One example of searching species names by the designed application is shown in Figure 4. In Figure 4(a), the name of the plant to be searched is inputted. Then, the search result of the plant is shown in Figure 4(b). In this example, Quercus Suber is searched by its name, and the resultant image of Quercus Suber is shown in Figure 4(b). The example of searching by location by the designed application is shown in Figure 5. In Figure 5(a), the desired location is inputted. Then, the search result is shown in Figure 5(b). In this example, Quercus Suber is searched by its location, and the location image of Quercus Suber is shown in Figure 5(b).

In addition, the search option shows the location of species on a map by the designed application in Figure 6. When choosing a search image, an image can be selected from the gallery, which is then searched and matched against the images available of species in our database. The search result is shown as the species name, with other details in Figure 5.

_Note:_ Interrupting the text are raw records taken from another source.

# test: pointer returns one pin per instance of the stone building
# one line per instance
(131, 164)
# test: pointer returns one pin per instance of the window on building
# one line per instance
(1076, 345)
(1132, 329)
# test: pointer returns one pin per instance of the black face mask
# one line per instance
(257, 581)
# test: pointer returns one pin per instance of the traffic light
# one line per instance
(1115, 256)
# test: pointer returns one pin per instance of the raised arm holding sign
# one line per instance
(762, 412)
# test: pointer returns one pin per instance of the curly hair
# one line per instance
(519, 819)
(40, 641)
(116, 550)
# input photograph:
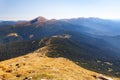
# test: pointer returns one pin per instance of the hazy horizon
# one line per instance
(58, 9)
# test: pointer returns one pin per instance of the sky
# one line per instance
(58, 9)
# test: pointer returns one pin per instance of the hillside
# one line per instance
(35, 67)
(66, 47)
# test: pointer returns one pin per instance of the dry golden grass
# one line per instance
(34, 67)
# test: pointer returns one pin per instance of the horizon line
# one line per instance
(56, 18)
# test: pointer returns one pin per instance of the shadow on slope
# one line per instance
(85, 55)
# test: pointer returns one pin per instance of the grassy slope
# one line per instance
(38, 68)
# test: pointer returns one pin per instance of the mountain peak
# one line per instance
(38, 20)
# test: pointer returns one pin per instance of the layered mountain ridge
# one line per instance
(88, 42)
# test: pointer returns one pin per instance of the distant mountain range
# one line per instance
(91, 42)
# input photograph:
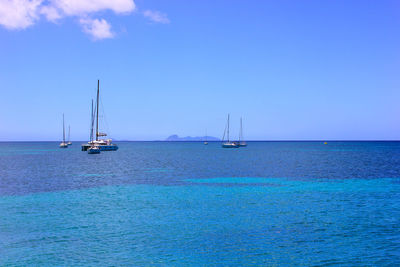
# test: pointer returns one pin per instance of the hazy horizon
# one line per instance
(315, 70)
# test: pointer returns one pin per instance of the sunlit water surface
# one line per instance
(156, 203)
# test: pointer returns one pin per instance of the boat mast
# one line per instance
(63, 130)
(91, 123)
(241, 130)
(97, 110)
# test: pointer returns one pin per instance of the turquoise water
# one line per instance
(151, 203)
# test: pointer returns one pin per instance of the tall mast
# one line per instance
(228, 128)
(91, 123)
(97, 110)
(63, 130)
(241, 130)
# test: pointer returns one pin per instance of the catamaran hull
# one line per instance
(230, 146)
(85, 147)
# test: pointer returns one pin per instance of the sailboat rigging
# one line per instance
(69, 134)
(228, 143)
(102, 144)
(63, 144)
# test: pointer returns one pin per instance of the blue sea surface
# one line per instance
(174, 204)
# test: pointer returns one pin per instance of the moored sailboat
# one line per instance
(69, 133)
(228, 143)
(93, 149)
(102, 144)
(63, 144)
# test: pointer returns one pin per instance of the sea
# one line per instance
(190, 204)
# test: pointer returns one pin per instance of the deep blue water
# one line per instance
(157, 203)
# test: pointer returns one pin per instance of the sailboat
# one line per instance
(69, 132)
(103, 144)
(228, 143)
(63, 144)
(205, 141)
(93, 149)
(241, 142)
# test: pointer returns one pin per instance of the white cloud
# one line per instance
(98, 29)
(84, 7)
(156, 16)
(18, 14)
(51, 13)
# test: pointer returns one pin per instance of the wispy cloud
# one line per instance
(21, 14)
(156, 16)
(18, 14)
(98, 29)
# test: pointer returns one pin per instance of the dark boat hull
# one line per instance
(85, 147)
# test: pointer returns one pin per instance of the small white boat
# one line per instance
(94, 150)
(63, 143)
(102, 144)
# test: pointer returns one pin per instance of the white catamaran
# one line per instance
(228, 143)
(69, 134)
(102, 144)
(63, 143)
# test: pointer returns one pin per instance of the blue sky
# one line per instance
(298, 70)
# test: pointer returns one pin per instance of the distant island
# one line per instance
(191, 138)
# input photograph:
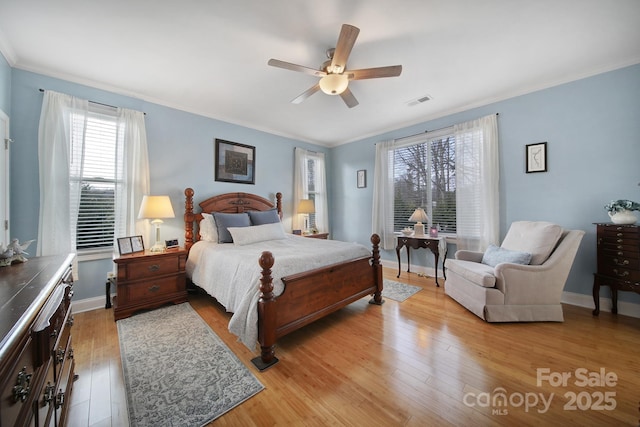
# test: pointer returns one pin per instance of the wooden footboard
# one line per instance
(312, 295)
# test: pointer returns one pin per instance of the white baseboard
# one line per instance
(572, 298)
(581, 300)
(89, 304)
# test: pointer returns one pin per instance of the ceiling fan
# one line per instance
(333, 73)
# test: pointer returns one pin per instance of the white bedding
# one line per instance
(231, 273)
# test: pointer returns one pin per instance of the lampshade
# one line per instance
(306, 206)
(334, 84)
(419, 215)
(156, 207)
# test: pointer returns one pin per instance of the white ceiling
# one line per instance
(210, 57)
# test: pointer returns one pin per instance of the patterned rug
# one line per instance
(177, 371)
(398, 291)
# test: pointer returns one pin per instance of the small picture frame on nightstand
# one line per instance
(124, 245)
(172, 243)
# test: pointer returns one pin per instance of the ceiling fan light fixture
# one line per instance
(334, 84)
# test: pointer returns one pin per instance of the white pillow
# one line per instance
(208, 229)
(257, 233)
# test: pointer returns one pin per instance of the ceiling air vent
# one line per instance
(420, 100)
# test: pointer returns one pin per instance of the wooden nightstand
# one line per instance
(318, 235)
(149, 279)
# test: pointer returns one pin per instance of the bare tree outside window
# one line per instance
(424, 176)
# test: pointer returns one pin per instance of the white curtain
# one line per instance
(63, 121)
(383, 194)
(62, 126)
(477, 175)
(301, 188)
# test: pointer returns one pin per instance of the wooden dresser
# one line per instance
(149, 279)
(36, 354)
(618, 261)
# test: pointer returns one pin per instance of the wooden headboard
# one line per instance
(227, 202)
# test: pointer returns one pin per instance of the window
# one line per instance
(310, 183)
(424, 175)
(93, 169)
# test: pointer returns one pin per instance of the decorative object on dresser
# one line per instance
(156, 208)
(621, 211)
(295, 300)
(148, 280)
(36, 354)
(618, 261)
(14, 252)
(193, 385)
(418, 216)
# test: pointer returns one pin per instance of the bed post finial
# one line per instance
(279, 204)
(377, 270)
(266, 315)
(188, 218)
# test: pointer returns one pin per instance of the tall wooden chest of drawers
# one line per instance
(149, 279)
(36, 354)
(618, 261)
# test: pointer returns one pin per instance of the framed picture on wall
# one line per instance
(536, 155)
(234, 162)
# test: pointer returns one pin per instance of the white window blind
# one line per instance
(94, 170)
(424, 176)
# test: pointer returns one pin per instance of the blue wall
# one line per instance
(181, 154)
(592, 128)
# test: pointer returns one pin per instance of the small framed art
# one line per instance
(235, 162)
(361, 178)
(129, 245)
(536, 155)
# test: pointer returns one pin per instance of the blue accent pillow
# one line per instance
(495, 255)
(264, 217)
(225, 220)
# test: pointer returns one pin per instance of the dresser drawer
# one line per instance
(619, 273)
(18, 386)
(146, 290)
(148, 268)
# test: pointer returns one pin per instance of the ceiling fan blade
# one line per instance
(295, 67)
(346, 40)
(374, 73)
(348, 98)
(307, 93)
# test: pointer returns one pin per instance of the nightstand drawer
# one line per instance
(150, 267)
(141, 291)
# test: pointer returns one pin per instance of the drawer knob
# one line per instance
(623, 274)
(59, 399)
(48, 393)
(21, 389)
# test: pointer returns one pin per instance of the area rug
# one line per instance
(177, 371)
(398, 291)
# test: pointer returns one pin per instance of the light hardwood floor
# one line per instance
(425, 361)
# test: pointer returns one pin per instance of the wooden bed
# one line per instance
(305, 297)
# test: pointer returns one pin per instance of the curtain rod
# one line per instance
(427, 131)
(98, 103)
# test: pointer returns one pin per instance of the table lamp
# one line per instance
(306, 206)
(155, 208)
(418, 216)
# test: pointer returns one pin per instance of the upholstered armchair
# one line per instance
(522, 280)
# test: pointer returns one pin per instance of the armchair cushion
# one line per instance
(474, 272)
(495, 255)
(537, 238)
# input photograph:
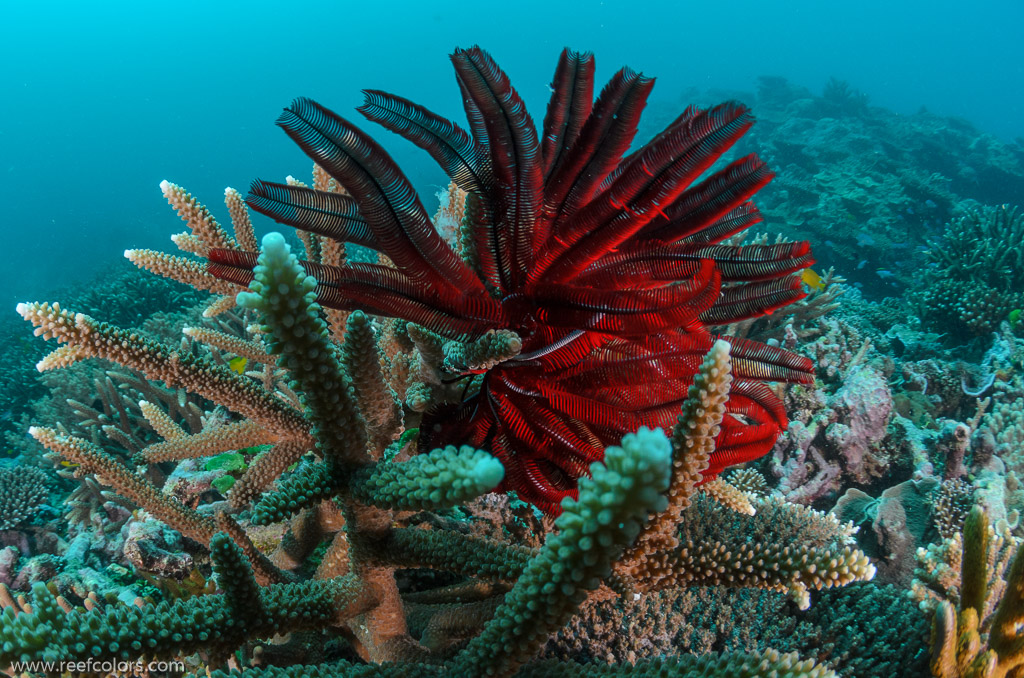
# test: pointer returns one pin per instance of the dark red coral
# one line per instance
(609, 266)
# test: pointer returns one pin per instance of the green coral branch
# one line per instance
(294, 330)
(592, 533)
(441, 478)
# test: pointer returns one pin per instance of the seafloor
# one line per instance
(915, 415)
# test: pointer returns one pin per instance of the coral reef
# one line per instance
(311, 490)
(23, 490)
(384, 556)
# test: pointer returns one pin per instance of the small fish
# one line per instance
(238, 364)
(812, 280)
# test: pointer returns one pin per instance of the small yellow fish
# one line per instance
(812, 280)
(238, 364)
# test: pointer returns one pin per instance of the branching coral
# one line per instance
(586, 358)
(967, 641)
(978, 277)
(607, 268)
(22, 491)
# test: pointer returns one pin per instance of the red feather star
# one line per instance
(609, 266)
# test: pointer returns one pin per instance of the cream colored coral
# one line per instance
(240, 220)
(729, 496)
(184, 270)
(203, 225)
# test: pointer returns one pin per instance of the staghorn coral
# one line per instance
(982, 636)
(608, 268)
(977, 271)
(465, 604)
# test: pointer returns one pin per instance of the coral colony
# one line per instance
(491, 442)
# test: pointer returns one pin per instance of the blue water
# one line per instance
(101, 103)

Figure 7 shows the list of characteristics used in the proposed system so that the classification of images can be done to increase the accuracy of search results. Here, some characteristics such as botanical name, parts used, and medicinal use are included. Figure 8 shows the locations of the searched species located on the map by the designed application. In this example, three locations of the search species have been shown on the map. It also shows the nearest locations of the species from the current location. Figure 9 shows the extra features of the designed application, like some websites and databases. Figure 9(a) shows the features of the website. In addition, the features of the database are shown in Figure 9(b).

5. Conclusions

In this paper, we develop a new framework for plant recognition on a map. It is easy to implement and has a productive characterization as well as simple usage. An effective and streamlined arrangement procedure was utilized to speed up the application for real-use scenarios. The proposed system works through mobile interfaces. It gives details of many plants and how they can be used. If any individual is not within reach of first aid, the fruitful results generated by this system can help overcome fatigue. Also, we know that few diseases have been cured only through Ayurveda. The proposed mobile-based application can show the detailed location of that particular species, where they can be found, and the shortest distance from the current location.

The proposed system works entirely on the Internet. Thus, Internet connectivity is a must for efficiently working the application. Integration of OpenCV is quite difficult as its procedure varies greatly between different versions. A Python server is costly. Further extensions are also possible for this paper through acknowledgment strategies that contemplate commotion and more plant databases. Innovative technology is being made possible by the rapid increase in Internet usage and the digitalization of various businesses. The lighting sector is undergoing revolutionary change and is increasingly embracing light fidelity and the Internet of Things. Wi-Fi radiation can hurt sensitive areas like medicinal plant recognition, but installing Light Fidelity in these locations can offer a faster and safer alternative. In the near future, we will try to integrate software-defined visible light networking into our proposed solution.

Data Availability

The data that are used to support the conclusions of this research are available from the corresponding author upon reasonable request.

Conflicts of Interest

The authors declare that they have no conflicts of interest.